Ivory used to be a popular material for numerous religious, art and every-day objects because of its aesthetic looks and convenient workability. In 1989 a trading ban was introduced for ethical reasons. In order to still restore artefacts made of ivory many natural and synthetic substitute materials were used. These materials are usually only available in bulk and, therefore, need to be carved into shape. To recreate sometimes very complex and delicate artefacts, it is, therefore, reasonable to develop a resource-friendly substitute that can be processed by additive manufacturing.

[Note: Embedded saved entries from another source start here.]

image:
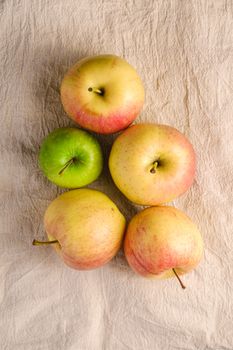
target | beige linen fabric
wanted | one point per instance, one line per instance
(183, 51)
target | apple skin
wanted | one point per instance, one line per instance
(65, 144)
(131, 162)
(159, 239)
(88, 226)
(122, 95)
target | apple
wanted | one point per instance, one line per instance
(152, 164)
(71, 157)
(102, 93)
(85, 227)
(162, 242)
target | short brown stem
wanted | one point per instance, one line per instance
(66, 166)
(153, 168)
(177, 276)
(35, 242)
(96, 90)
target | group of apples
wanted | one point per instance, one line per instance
(151, 164)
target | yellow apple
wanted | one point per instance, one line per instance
(152, 164)
(102, 93)
(85, 227)
(162, 242)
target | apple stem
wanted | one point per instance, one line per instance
(35, 242)
(66, 166)
(154, 166)
(177, 276)
(96, 90)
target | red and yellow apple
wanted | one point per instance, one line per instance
(85, 227)
(152, 164)
(162, 242)
(102, 93)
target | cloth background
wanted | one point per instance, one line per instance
(183, 50)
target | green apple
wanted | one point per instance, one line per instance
(71, 157)
(102, 93)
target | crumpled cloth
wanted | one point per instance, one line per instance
(183, 50)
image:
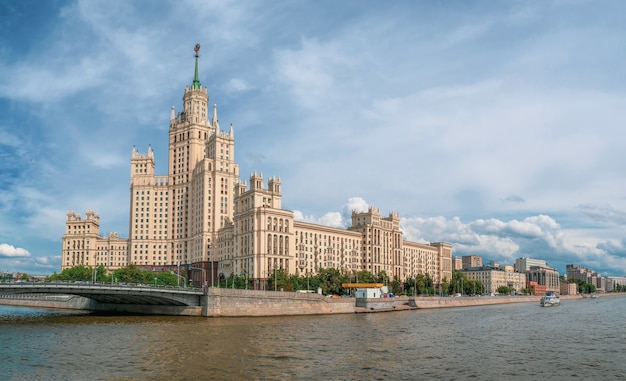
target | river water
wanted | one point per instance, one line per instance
(582, 339)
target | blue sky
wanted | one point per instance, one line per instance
(496, 126)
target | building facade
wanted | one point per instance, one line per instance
(203, 217)
(494, 277)
(524, 264)
(471, 261)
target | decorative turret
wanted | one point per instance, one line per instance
(196, 81)
(214, 121)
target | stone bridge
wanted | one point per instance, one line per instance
(118, 297)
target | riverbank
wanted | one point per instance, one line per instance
(270, 303)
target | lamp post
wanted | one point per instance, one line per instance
(301, 266)
(212, 247)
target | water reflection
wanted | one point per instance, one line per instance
(516, 341)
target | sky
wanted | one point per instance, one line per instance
(495, 126)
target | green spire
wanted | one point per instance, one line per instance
(196, 81)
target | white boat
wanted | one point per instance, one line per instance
(550, 300)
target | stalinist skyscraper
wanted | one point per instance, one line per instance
(201, 217)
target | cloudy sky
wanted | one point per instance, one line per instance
(496, 126)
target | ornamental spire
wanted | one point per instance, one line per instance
(196, 81)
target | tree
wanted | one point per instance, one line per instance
(445, 286)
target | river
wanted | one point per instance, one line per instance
(582, 339)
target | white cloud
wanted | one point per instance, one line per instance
(237, 85)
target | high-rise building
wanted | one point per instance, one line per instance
(471, 261)
(203, 217)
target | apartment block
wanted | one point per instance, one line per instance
(202, 217)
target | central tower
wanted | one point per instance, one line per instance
(192, 202)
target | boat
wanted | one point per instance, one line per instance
(550, 299)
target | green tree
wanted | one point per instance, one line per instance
(73, 274)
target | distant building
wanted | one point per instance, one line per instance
(613, 281)
(471, 261)
(544, 276)
(458, 263)
(536, 289)
(569, 288)
(586, 275)
(494, 277)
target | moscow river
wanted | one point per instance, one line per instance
(582, 339)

An adequate substitute material should represent the aesthetic characteristics of ivory by means of color, translucency and haptics. This also includes the appearance of the so-called Schreger lines, which is a characteristic pattern visible at the cross-section of an elephant or mammoth tusk and particularly difficult to reproduce. In collaboration with Cubicure GmbH, The Department of Art and Preservation of Historical Monuments of the Archdiocese of Vienna and the professional restorer Addison KG a photosensitive material was developed that shows similar translucency and density as ivory. The color is adjustable to the original shade of ivory, which is to be replaced. There is also a promising solution for recreating the Schreger lines in progress. This new 3D-printable ivory-like material shows, therefore, great potential to replace ivory for restoring and decorative purposes.